The determinant is a single number that captures key facts about a matrix — whether it can be inverted, and how it scales area or volume. For a 2×2 matrix [[a, b], [c, d]], it's simply ad − bc.

For a 3×3 matrix, this tool expands along the top row: det = a(ei − fh) − b(di − fg) + c(dh − eg). Each term multiplies a top-row entry by the 2×2 determinant of the four numbers not in its row or column, with signs alternating +, −, +.

Pick 2×2 or 3×3, type in your numbers, and you'll see the result plus the intermediate products. A determinant of zero is worth noting — it means the matrix is singular and has no inverse.

Frequently asked questions

What does a determinant of zero mean?

It means the matrix is singular: it has no inverse, and its rows (or columns) are linearly dependent. Geometrically, the transformation it represents flattens space, collapsing area or volume to zero.

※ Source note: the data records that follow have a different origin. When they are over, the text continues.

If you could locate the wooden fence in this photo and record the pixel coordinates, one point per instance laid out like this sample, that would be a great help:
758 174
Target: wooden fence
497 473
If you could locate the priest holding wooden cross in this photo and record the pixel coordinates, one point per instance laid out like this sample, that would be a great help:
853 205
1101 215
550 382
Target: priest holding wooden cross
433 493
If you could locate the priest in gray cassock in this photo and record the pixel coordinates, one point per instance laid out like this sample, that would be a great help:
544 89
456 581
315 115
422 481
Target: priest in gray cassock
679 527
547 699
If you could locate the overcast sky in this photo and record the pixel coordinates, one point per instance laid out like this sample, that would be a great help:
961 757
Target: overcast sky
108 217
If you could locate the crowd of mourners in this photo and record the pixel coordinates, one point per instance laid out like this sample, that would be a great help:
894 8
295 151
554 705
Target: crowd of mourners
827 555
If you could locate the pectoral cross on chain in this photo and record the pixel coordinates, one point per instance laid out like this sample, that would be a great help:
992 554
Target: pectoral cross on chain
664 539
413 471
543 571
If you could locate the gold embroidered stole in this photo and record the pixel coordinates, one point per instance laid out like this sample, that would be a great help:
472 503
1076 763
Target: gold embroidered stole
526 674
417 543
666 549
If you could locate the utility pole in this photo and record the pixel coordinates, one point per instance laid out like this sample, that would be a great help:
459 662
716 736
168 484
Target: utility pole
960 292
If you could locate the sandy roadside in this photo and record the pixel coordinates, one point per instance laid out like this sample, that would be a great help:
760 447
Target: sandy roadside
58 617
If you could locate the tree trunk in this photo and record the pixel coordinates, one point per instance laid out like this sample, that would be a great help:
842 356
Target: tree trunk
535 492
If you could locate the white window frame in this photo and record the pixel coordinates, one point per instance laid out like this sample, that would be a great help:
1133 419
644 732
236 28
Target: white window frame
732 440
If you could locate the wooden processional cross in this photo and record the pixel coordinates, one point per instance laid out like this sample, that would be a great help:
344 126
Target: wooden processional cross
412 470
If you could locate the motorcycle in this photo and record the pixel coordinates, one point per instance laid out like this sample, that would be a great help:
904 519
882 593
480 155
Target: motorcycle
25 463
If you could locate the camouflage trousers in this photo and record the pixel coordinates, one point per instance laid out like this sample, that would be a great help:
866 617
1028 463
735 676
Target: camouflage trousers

How is the 3×3 determinant computed?

By cofactor expansion along the first row. Each of the three top entries is multiplied by the determinant of the 2×2 block left after deleting its row and column, and the three results are combined with alternating plus and minus signs.

Does the order of rows change the determinant?

Swapping two rows flips the sign of the determinant. Other operations behave differently — for instance, adding a multiple of one row to another leaves the determinant unchanged. Order matters, so enter the matrix exactly as written.